The US and Japan “have yet to produce credible medium-term plans” to stabilize their debt, while other countries need to provide more clarity on how their fiscal consolidation targets will be met, according to the Organisation for Economic Cooperation and Development’s 2011 Economic Outlook, which says that risks to the global recovery remain significant.
The Federal Reserve should consider raising interest rates, while the European Central Bank should hold off on further tightening, the report advised.
A two-speed recovery where emerging markets outpace developed markets is causing capital to flow into non-OECD economies and this is creating inflationary pressures and prompting policy restraint which threatens to endanger the global recovery, the OECD said.
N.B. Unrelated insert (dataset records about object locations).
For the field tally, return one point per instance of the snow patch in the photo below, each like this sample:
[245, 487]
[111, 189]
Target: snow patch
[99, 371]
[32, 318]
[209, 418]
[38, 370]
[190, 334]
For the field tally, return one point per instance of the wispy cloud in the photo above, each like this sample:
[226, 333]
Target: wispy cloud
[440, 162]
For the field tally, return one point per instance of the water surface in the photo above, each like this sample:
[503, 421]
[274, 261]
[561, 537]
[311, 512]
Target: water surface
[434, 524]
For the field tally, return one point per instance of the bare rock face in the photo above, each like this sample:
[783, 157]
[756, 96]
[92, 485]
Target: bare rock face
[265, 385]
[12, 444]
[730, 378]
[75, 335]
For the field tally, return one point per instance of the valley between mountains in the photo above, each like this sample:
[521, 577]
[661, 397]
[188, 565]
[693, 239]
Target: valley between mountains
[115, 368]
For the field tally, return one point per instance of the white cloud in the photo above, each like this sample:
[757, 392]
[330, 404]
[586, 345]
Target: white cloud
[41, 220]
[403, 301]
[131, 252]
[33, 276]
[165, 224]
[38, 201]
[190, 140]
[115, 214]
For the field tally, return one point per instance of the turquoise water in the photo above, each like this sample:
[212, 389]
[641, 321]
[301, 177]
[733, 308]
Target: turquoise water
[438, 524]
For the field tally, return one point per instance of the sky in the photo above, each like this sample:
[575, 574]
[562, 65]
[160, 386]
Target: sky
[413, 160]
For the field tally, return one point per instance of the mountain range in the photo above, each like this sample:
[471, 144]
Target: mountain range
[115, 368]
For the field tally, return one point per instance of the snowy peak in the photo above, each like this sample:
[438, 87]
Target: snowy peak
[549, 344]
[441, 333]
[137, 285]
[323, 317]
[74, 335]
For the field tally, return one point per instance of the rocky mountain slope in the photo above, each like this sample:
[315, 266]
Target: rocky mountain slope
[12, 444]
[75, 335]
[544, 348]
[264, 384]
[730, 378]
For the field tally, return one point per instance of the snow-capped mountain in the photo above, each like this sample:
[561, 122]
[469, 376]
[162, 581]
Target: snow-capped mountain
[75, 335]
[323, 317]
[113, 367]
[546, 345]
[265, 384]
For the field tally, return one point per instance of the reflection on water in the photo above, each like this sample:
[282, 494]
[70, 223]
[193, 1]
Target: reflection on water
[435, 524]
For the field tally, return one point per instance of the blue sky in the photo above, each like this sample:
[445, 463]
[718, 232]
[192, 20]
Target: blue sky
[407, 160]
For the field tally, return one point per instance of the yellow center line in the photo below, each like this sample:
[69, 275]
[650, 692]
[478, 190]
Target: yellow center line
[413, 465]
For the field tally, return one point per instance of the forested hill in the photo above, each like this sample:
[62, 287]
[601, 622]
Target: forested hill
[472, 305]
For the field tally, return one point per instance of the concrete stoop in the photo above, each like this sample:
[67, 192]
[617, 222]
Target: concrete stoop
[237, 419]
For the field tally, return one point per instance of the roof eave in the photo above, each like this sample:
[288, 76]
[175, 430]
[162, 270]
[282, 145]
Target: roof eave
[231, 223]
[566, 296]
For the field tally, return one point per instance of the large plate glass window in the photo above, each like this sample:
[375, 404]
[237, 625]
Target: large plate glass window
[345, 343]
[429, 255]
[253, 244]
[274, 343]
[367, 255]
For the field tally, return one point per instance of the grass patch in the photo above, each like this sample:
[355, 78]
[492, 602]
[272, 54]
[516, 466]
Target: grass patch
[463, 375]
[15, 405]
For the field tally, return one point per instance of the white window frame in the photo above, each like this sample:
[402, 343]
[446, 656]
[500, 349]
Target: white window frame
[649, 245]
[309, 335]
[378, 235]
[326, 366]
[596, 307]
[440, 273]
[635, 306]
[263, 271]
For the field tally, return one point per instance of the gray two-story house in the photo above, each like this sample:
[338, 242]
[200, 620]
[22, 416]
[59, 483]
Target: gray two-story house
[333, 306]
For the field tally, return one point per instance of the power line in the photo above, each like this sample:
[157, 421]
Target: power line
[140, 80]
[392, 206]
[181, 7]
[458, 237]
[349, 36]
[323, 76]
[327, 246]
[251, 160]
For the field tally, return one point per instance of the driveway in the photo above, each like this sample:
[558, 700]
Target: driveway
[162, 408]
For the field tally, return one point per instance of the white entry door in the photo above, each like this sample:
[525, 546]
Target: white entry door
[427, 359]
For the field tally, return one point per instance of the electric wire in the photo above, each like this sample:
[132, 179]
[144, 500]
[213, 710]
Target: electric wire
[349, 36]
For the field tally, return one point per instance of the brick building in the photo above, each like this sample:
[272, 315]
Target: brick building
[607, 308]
"A key message of this economic outlook is that there is no room for complacency. The crisis is not over yet. It has just changed its skin," OECD secretary general Angel Gurria said on Wednesday.
Significant downside risks overshadow the possibility of a private-sector led recovery, the report warned. These include rising oil prices; a further slowdown in China; continued fiscal instability in the US and Japan; and fresh weakness in housing markets. A combination of these factors could lead to stagflation in advanced economies and derail the recovery, Pier Carlo Padoan, the OECD’s chief economist wrote in his editorial accompanying the outlook.
“All this suggests that the global crisis may not be over yet,” Padoan wrote. “Policy makers must intensify efforts to deal with medium-term challenges.”
Unemployment remains high, and is a challenge for the long term, the report said.
Further growth is required if fiscal consolidation in indebted countries is to be achieved, the organization said. The current imbalance between interest rates and growth is likely to continue for several years, meaning that further structural reforms will be needed in developed economies, Padoan wrote.
Despite the risks, the recovery from the recession is becoming more broad-based, the report noted. Supply-side shocks from the commodity price spike and the tsunami in Japan have dampened activity in the short term and pushed up inflation, but their effects should fade out by the end of 2011, it said.
Global output will grow 4.5 percent in 2011, and the same in 2012, according to OECD forecasts.